Llamas and Dinosaurs

In late April, I had the pleasure of visiting Germany for 10 days. I spent time at our HQ in Karlsruhe, Germany, and attended an AI Summit in Munich. In Karlsruhe, I continued my work on Mediform, our AI-based medical reception desk. For the past year I’ve been leading the Mediform AI team and developing our inference server. While in Germany, I also attended a Bundesliga 2 game between KSC and Hertha BSC, as well as a number of other social events with the team.

At the AI Summit In Munich, I presented two talks and helped run a workshop aimed at model inference. In the first talk, I presented Llama.ts, a platform that integrates Llama model inference with Deno. In the second talk, I explored how we use AWS GPU nodes and Kubernetes to scale our AI solution.

Local LLM Inference with Web APIs

Designing and building systems that make use of a Large Language Model is a complex task. Most platforms are designed around Python and assume access to a powerful GPU. This setup works well during the prototype stage, where researchers want to iterate quickly and have the hardware in the lab. However, during development, when reproducible builds are crucial and developers need to iterate quickly on their MacBooks, this setup isn’t ideal.

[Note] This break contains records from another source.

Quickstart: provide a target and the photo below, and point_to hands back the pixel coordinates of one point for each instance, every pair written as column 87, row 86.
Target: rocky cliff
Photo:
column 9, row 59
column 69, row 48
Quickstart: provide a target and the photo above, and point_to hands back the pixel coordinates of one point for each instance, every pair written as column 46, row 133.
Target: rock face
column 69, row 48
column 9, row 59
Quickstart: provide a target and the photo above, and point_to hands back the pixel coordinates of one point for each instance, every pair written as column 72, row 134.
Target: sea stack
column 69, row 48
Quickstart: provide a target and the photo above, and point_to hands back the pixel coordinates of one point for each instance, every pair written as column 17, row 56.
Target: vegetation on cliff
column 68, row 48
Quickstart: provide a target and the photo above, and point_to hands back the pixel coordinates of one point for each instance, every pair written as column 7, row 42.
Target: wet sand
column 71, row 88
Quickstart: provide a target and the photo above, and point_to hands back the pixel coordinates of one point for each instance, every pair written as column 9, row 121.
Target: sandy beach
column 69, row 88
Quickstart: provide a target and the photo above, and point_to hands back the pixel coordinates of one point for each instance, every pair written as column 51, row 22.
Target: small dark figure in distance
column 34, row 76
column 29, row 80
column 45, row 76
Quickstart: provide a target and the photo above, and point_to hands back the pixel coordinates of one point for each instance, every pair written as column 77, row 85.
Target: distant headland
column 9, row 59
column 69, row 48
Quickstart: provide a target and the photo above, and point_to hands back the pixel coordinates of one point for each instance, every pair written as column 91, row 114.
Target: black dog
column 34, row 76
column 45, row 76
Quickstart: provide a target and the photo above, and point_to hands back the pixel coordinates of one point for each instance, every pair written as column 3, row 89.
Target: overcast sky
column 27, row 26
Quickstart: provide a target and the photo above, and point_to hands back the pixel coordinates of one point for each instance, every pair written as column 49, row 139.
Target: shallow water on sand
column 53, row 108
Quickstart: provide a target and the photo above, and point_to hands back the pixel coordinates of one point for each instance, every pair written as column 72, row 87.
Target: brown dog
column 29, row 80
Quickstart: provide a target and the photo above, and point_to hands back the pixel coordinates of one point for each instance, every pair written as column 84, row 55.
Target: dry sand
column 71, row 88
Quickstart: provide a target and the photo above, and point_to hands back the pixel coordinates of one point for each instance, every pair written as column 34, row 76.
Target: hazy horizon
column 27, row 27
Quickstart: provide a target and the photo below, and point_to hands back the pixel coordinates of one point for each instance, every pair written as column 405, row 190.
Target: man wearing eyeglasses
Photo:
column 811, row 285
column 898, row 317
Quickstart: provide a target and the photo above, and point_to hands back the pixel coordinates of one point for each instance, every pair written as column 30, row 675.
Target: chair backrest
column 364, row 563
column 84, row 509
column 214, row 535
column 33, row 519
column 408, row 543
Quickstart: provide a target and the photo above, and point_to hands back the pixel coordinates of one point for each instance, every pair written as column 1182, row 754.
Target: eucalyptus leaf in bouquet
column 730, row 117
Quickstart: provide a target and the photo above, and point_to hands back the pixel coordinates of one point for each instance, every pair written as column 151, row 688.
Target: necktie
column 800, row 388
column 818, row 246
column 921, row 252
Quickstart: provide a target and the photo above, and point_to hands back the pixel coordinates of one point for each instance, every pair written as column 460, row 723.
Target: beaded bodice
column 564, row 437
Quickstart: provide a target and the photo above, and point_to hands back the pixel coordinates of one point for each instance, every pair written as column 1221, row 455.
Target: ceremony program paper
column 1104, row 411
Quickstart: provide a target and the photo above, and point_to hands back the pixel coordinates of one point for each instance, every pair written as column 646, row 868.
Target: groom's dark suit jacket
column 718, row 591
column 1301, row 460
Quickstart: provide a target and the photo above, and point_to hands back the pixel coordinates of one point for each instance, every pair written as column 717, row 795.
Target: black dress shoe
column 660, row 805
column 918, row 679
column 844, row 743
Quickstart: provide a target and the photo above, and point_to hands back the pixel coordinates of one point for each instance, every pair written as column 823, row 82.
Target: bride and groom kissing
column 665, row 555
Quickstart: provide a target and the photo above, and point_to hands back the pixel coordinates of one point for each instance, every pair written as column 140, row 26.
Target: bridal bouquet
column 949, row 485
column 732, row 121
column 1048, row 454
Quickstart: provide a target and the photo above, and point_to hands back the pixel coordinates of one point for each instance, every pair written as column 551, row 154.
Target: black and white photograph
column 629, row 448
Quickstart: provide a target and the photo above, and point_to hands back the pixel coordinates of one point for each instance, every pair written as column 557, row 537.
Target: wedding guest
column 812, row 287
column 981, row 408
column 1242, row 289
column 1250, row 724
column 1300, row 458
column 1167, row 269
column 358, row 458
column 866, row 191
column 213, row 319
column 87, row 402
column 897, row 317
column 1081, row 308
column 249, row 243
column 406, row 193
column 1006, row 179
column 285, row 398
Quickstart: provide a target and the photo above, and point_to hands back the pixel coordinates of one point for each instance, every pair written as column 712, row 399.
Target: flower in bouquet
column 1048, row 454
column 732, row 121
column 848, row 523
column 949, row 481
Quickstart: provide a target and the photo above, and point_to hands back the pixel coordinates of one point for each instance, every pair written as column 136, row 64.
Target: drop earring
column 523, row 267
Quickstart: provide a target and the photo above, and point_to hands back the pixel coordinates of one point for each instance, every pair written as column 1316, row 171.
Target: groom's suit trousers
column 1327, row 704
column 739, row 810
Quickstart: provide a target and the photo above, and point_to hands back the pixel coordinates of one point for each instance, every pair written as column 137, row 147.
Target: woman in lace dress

To help increase developer productivity, I asked the question, What if we could put local LLMs in the hands of web developers? More specifically, I drew inspiration from Deno and Llama and explored a vision to build an API for Large Language Model Inference, combining the power of Llama with TypeScript Web APIs.

I used Llama.cpp as the kernel and using Bindgen, I generated a set of Rust bindings for the API. I then created a thin Rust API that handled the unsafe calls and pointer arithmetic required to interface with the C++ API (I called this crate, Rusty Llama). From there, I built an idiomatic Rust API called Llama.rs that provides a higher-level API for working with Large Language Models. Llama.rs includes functions to help manage the context window, perform grammar-based generation, and support different sampling techniques.

Llama Stack

Armed with Llama.rs, I built a dynamic library and a set of Deno FFI bindings that allow access to the Llama Inference APIs from Deno. We could probably build Node.js bindings from this stack as well.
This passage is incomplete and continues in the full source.